In 1994, I had the privilege of getting my first book contract with Broadman & Holman. It was for a short devotional based in the book of Proverbs. The theme of the book was hope for those who were in a difficult job search. The book proposal I wrote was originally rejected and then the publisher contacted me and said that they had an idea to make it part of a series of books dealing with losses in life. Mine would be on the loss of a job. I was thrilled and the book had a modest success, about 4,000 copies sold.
About the time it was published, we had a family in the church who moved south 84 miles away and continued to commute to church every Sunday. (I know, crazy, but they loved our church.) They would drive up for worship, get a copy of the tape (1994 remember), and listen to it two more times on the way home!
The week the book came out, they changed their routine and read the book out loud on the way back home after worship. The next week, they came back and said, “You know, that book of yours is relevant to more than just job seekers.”
That is not a tribute to my writing skills; it is a comment on the relevance of biblical principles to all of life and specifically to the wisdom contained in the book of Proverbs.
Take for instance Proverbs 13:4.
4 The soul of the sluggard craves and gets nothing,
while the soul of the diligent is richly supplied.
In the book, I applied this text to the diligence needed to pursue the next job after a layoff. But the principle applies to the diligence a man needs to win as a husband and father in the task of living for God and raising up a godly heritage.

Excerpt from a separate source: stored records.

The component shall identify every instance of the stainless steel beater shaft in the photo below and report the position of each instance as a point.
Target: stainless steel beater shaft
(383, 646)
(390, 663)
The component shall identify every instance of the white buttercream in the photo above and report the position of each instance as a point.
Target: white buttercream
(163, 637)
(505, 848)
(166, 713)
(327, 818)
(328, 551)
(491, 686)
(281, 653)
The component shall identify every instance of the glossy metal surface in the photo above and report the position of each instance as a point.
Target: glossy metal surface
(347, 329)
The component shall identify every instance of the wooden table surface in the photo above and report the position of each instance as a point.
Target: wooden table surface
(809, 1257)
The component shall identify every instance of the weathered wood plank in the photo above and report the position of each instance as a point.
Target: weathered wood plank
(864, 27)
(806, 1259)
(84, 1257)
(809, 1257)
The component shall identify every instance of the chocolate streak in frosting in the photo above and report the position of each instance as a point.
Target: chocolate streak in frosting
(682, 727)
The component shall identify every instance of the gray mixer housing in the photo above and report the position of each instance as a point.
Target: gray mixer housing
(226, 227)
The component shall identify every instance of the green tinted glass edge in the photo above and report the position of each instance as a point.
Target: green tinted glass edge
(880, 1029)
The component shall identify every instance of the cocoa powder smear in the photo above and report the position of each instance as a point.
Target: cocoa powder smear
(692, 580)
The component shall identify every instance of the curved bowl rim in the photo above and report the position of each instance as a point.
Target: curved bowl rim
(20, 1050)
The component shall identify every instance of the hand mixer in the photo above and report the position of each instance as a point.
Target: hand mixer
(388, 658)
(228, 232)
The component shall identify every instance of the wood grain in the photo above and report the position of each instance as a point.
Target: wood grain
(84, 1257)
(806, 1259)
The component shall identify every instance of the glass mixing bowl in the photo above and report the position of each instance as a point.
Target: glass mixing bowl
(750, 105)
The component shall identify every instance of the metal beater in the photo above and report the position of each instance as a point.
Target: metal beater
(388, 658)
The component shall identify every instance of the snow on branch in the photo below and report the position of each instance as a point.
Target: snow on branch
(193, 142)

Bobby Knight, former Indiana University basketball coach and sometime ‘bad-guy’, was right about one thing: It isn’t the will to win that makes winners. No one wakes up in the morning and says they can’t wait to ruin their marriage or sabotage their relationship with their kids. Everyone wants to win. It is the will to pay the price to win that makes winners. Proverbs 13:4 points to the “will to pray the price to win.” The sluggard won’t pay the price. But the soul of the diligent will.
Today you need to continue to pay the price to win.
Today, you have a wife and a family.
Today, will you pay the price to love them, and sacrifice for them, and care for them and model godly character for them, and fight temptation for them, and prefer them, and fight for them?
Today, will you pay the price to win as a husband and father?
Your answer to that question is the most important question you will probably face each day for the rest of your life.